The Line-41 mouse model was developed by Profs. Edward Rockenstein and Eliezer Masliah at UCSD and overexpresses human APP with the London mutation and the Swedish double mutation under the neuron-specific Thy1 promoter control.
“Using our extensive array of behavioral tests, including our Cube technology platforms and our full range of services in electrophysiology, biochemistry, neurochemistry, and quantitative immunohistochemistry, we expect to be able to identify an even earlier Alzheimer’s disease-associated phenotype in Line-41 which will enable companies not only to assess treatment strategies but also to explore prevention and early intervention approaches,” said Emer Leahy, Ph.D., president and CEO of PsychoGenics, in a press release.

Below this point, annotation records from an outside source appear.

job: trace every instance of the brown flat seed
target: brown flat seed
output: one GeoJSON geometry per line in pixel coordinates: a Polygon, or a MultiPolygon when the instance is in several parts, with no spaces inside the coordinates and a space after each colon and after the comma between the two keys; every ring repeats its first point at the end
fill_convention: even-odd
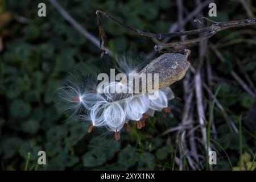
{"type": "Polygon", "coordinates": [[[142,114],[142,115],[143,115],[143,118],[145,118],[145,119],[148,118],[148,115],[147,115],[147,114],[146,114],[146,113],[143,113],[143,114],[142,114]]]}
{"type": "Polygon", "coordinates": [[[141,125],[142,125],[142,127],[145,127],[145,119],[141,119],[141,125]]]}
{"type": "Polygon", "coordinates": [[[119,140],[121,139],[120,133],[117,130],[115,131],[114,137],[116,140],[119,140]]]}
{"type": "Polygon", "coordinates": [[[164,113],[164,111],[162,111],[162,117],[163,117],[163,118],[166,119],[166,114],[164,113]]]}
{"type": "Polygon", "coordinates": [[[142,125],[141,123],[141,120],[136,122],[136,127],[139,130],[141,130],[142,128],[142,125]]]}
{"type": "Polygon", "coordinates": [[[125,123],[123,125],[123,127],[127,131],[130,131],[130,126],[129,124],[128,124],[127,123],[125,123]]]}
{"type": "Polygon", "coordinates": [[[94,127],[94,126],[93,125],[90,125],[90,127],[89,128],[88,130],[87,130],[87,132],[89,133],[91,133],[91,132],[92,132],[92,129],[93,129],[94,127]]]}

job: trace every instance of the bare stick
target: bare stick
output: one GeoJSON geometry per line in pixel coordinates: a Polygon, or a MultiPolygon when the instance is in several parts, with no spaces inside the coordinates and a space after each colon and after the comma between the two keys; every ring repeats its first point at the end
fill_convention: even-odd
{"type": "MultiPolygon", "coordinates": [[[[98,15],[100,14],[102,14],[106,18],[111,19],[114,22],[116,23],[117,24],[130,30],[133,32],[135,32],[138,35],[146,36],[148,37],[151,37],[151,38],[156,38],[157,39],[161,39],[163,38],[173,38],[173,37],[177,37],[177,36],[180,36],[183,35],[195,35],[201,32],[208,32],[208,34],[203,36],[202,37],[199,37],[196,39],[191,39],[191,40],[188,40],[185,41],[181,41],[181,42],[174,42],[174,43],[168,43],[166,44],[162,44],[162,45],[155,45],[155,50],[156,51],[160,51],[162,49],[171,47],[175,47],[177,46],[185,46],[185,45],[190,45],[192,44],[195,44],[196,43],[197,43],[199,42],[203,41],[204,40],[209,39],[211,36],[213,36],[214,34],[216,34],[217,32],[226,30],[230,28],[234,28],[234,27],[244,27],[247,26],[250,26],[250,25],[254,25],[256,24],[256,18],[251,18],[251,19],[244,19],[244,20],[236,20],[236,21],[230,21],[230,22],[218,22],[216,24],[213,24],[210,26],[200,28],[200,29],[196,29],[193,30],[190,30],[190,31],[181,31],[181,32],[174,32],[174,33],[159,33],[159,34],[155,34],[155,33],[151,33],[151,32],[147,32],[144,31],[141,31],[138,29],[137,29],[135,28],[134,28],[133,27],[131,27],[130,26],[128,26],[127,24],[117,20],[117,19],[114,18],[114,17],[109,15],[106,13],[97,10],[96,11],[96,14],[97,15],[97,19],[100,19],[100,17],[98,15]]],[[[98,20],[98,22],[100,20],[98,20]]],[[[101,28],[100,28],[101,29],[101,28]]],[[[105,37],[105,33],[102,33],[101,31],[100,31],[100,37],[105,37]],[[104,34],[104,35],[101,35],[101,34],[104,34]]],[[[106,41],[106,39],[102,39],[101,40],[101,42],[103,43],[104,44],[106,45],[106,43],[104,42],[106,41]]]]}
{"type": "MultiPolygon", "coordinates": [[[[87,30],[84,28],[80,24],[77,23],[59,3],[56,0],[49,0],[49,2],[61,14],[61,15],[71,24],[73,27],[76,28],[79,32],[80,32],[82,35],[88,39],[92,43],[96,45],[98,47],[100,47],[100,42],[98,39],[94,36],[92,34],[89,32],[87,30]]],[[[112,55],[112,53],[110,51],[108,52],[110,55],[112,55]]]]}

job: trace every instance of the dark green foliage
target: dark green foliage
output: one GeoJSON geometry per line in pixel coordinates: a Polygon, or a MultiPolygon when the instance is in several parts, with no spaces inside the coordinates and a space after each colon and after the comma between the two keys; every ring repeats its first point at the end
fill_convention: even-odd
{"type": "MultiPolygon", "coordinates": [[[[73,118],[67,121],[67,116],[57,111],[55,107],[56,89],[63,85],[68,72],[83,68],[85,72],[102,72],[105,68],[112,67],[110,65],[114,65],[115,61],[107,56],[100,59],[101,50],[66,22],[48,1],[3,1],[2,7],[11,14],[12,19],[4,27],[9,33],[3,39],[3,50],[0,55],[0,168],[24,169],[27,154],[30,152],[28,169],[34,170],[36,167],[38,152],[44,150],[47,165],[39,166],[38,169],[171,169],[178,144],[177,135],[176,133],[161,134],[180,123],[184,103],[171,101],[177,109],[173,110],[173,114],[166,119],[162,118],[160,113],[156,114],[156,124],[148,119],[142,131],[132,126],[130,133],[122,133],[121,142],[114,140],[112,134],[102,135],[97,130],[88,134],[89,125],[85,122],[73,118]],[[46,18],[37,16],[38,4],[42,2],[47,6],[46,18]],[[28,19],[27,22],[19,22],[19,17],[28,19]]],[[[96,37],[98,30],[95,11],[98,9],[131,26],[154,32],[167,32],[177,20],[175,1],[58,1],[96,37]]],[[[184,1],[184,3],[189,11],[196,7],[191,1],[184,1]]],[[[218,16],[214,20],[247,18],[238,2],[218,1],[217,3],[218,16]]],[[[208,10],[206,7],[204,12],[207,14],[208,10]]],[[[151,39],[139,36],[105,18],[102,19],[112,51],[122,53],[131,49],[135,56],[141,56],[143,53],[153,50],[155,43],[151,39]]],[[[186,26],[186,30],[193,28],[192,23],[186,26]]],[[[255,31],[255,27],[251,28],[255,31]]],[[[219,79],[213,88],[216,89],[221,85],[218,100],[237,127],[239,117],[242,116],[243,151],[252,155],[256,150],[255,100],[232,80],[230,72],[234,69],[243,79],[246,73],[256,82],[256,55],[253,48],[255,48],[256,35],[251,35],[250,42],[247,41],[246,34],[234,32],[237,32],[221,31],[210,39],[213,43],[232,42],[230,46],[220,48],[225,57],[225,63],[221,63],[214,53],[210,53],[213,71],[219,79]],[[236,39],[242,42],[232,43],[236,39]],[[236,62],[230,49],[236,52],[241,63],[236,62]]],[[[191,63],[196,63],[196,46],[189,49],[191,63]]],[[[181,83],[178,82],[171,88],[182,98],[181,83]]],[[[205,94],[205,101],[207,97],[205,94]]],[[[231,129],[217,107],[214,109],[214,122],[217,132],[216,140],[235,166],[240,155],[239,134],[231,129]]],[[[218,156],[218,165],[214,169],[230,169],[222,149],[214,143],[212,144],[218,156]]],[[[203,147],[200,144],[197,147],[199,153],[204,156],[203,147]]],[[[205,169],[204,162],[202,165],[205,169]]],[[[174,169],[179,169],[176,164],[174,169]]]]}

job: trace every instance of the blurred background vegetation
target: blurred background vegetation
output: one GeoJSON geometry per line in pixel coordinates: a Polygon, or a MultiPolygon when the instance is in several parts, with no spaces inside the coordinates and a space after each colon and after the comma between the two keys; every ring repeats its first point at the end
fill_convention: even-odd
{"type": "MultiPolygon", "coordinates": [[[[253,1],[216,1],[217,16],[210,18],[223,22],[253,18],[256,6],[253,1]],[[245,8],[246,5],[247,9],[245,8]]],[[[101,59],[98,47],[65,20],[48,1],[0,2],[2,170],[23,170],[26,162],[27,169],[30,170],[255,168],[253,163],[256,151],[255,26],[220,32],[207,44],[214,45],[225,59],[221,61],[214,51],[208,48],[207,61],[202,63],[201,79],[209,80],[209,70],[206,69],[210,68],[211,80],[207,84],[213,94],[219,89],[217,98],[223,109],[217,107],[208,92],[202,89],[205,125],[208,126],[209,117],[213,118],[212,125],[207,127],[208,141],[217,155],[217,164],[209,167],[205,162],[205,143],[202,141],[201,130],[198,127],[195,94],[190,104],[195,107],[191,114],[191,125],[186,127],[181,123],[184,101],[187,100],[183,81],[171,86],[183,101],[171,101],[172,112],[167,118],[157,113],[156,124],[148,119],[146,127],[142,130],[132,126],[130,133],[122,134],[121,141],[97,132],[87,134],[88,125],[84,121],[65,121],[67,116],[59,114],[54,103],[56,90],[63,85],[68,72],[82,67],[85,72],[101,72],[106,67],[113,67],[111,65],[115,60],[107,55],[101,59]],[[46,17],[37,15],[40,2],[46,5],[46,17]],[[232,76],[234,72],[253,94],[241,86],[232,76]],[[194,146],[189,142],[191,136],[194,146]],[[193,153],[195,149],[196,154],[193,153]],[[36,165],[40,150],[46,152],[47,165],[36,165]],[[29,160],[28,152],[31,153],[29,160]]],[[[178,22],[178,6],[175,1],[67,0],[59,2],[96,37],[98,35],[97,10],[146,31],[168,32],[174,23],[178,22]]],[[[199,2],[183,1],[184,18],[198,7],[199,2]]],[[[207,5],[200,13],[207,16],[208,10],[207,5]]],[[[196,28],[199,23],[193,20],[200,15],[198,13],[191,17],[184,28],[196,28]]],[[[154,57],[154,55],[150,59],[148,57],[156,43],[151,39],[130,32],[104,17],[102,20],[112,52],[123,53],[131,50],[133,56],[142,59],[141,62],[154,57]]],[[[204,25],[211,23],[207,22],[204,25]]],[[[200,62],[199,46],[191,46],[188,48],[192,51],[189,60],[197,68],[200,62]]],[[[191,79],[192,75],[188,73],[186,79],[191,79]]]]}

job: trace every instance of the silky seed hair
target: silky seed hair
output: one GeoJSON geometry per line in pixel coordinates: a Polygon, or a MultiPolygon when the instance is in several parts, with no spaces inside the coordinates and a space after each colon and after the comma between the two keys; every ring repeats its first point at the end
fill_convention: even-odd
{"type": "MultiPolygon", "coordinates": [[[[119,140],[121,130],[123,129],[126,131],[130,130],[129,123],[135,122],[137,129],[141,129],[145,126],[146,119],[148,117],[154,117],[156,111],[171,111],[168,102],[174,98],[174,95],[168,86],[184,76],[190,65],[187,59],[187,55],[180,53],[166,53],[153,60],[141,71],[137,70],[139,73],[158,73],[162,77],[166,77],[160,78],[162,82],[159,85],[164,86],[151,92],[110,93],[108,91],[112,88],[120,86],[120,84],[123,89],[129,89],[133,86],[126,84],[127,82],[125,82],[114,81],[108,82],[104,89],[105,92],[100,93],[95,84],[97,82],[92,81],[91,76],[77,77],[74,74],[70,74],[64,86],[58,90],[60,101],[59,106],[64,112],[71,114],[70,117],[76,115],[85,122],[90,122],[88,133],[92,132],[94,127],[104,127],[114,133],[116,140],[119,140]],[[180,59],[177,60],[177,57],[180,59]],[[180,61],[179,64],[177,61],[180,61]],[[162,70],[165,67],[169,70],[162,70]],[[172,73],[167,73],[168,72],[172,73]],[[158,97],[151,99],[152,94],[156,93],[158,97]]],[[[126,63],[122,64],[128,65],[126,63]]],[[[134,70],[133,68],[128,68],[127,73],[134,70]]],[[[165,117],[164,114],[163,115],[165,117]]]]}

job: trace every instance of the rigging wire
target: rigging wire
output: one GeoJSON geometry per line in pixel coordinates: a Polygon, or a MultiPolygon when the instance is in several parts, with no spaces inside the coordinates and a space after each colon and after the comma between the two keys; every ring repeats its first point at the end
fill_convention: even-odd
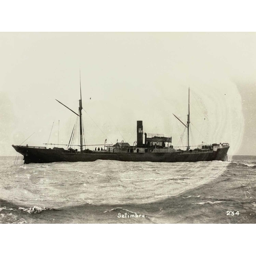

“We are very excited to add this mouse model to our portfolio of Alzheimer’s models, which include both mice (the Tg2576 and APP/PS1 from the University of South Florida) and rat (the McGill-R-Thy1-APP) models of amyloidosis, and a Tauopathy mouse model, the rTg4510, from the Mayo Clinic,” Leahy said. “The Line-41 model displays key features of human Alzheimer’s disease, and together with some of our other models, offers a valuable tool to assess anti-neuroinflammatory and A-beta lowering strategies as treatments for Alzheimer’s disease.”